気づいてはいたが、エルマは動かなかった。
ただ前だけを見据えたエルマの視界の端で、何かが強い光を放つ。
それが陽の光を反射した剣の輝きだと悟ったときには、固い音がして、矢は真二つに斬られて地に落ちていた。
エルマのすぐ隣で、ラグが剣を鞘に納める。
そのときには、広場のざわめきは鎮まっていた。
誰もが驚きで口がきけなかったのだ。突然飛んできた矢に。
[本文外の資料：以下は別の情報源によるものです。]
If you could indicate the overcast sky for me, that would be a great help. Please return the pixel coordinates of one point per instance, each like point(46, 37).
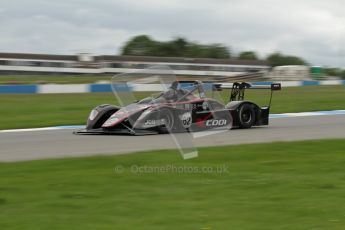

そして、それを難なく斬り落としてみせた男に。
「やはり、来たか」
ディネロが言った。
サリアナからの襲撃は予測していた。
そして、襲撃されるとすれば、エルマが現れることで民衆がざわめいたそのとき、その中に紛れて矢を放つだろうと。
誰もウィオンの迷信を信じていないこの国で、国母という立場から、民衆の眼前で兵を動かしてエルマを襲撃することはできない。
ならば手段はそれしかない。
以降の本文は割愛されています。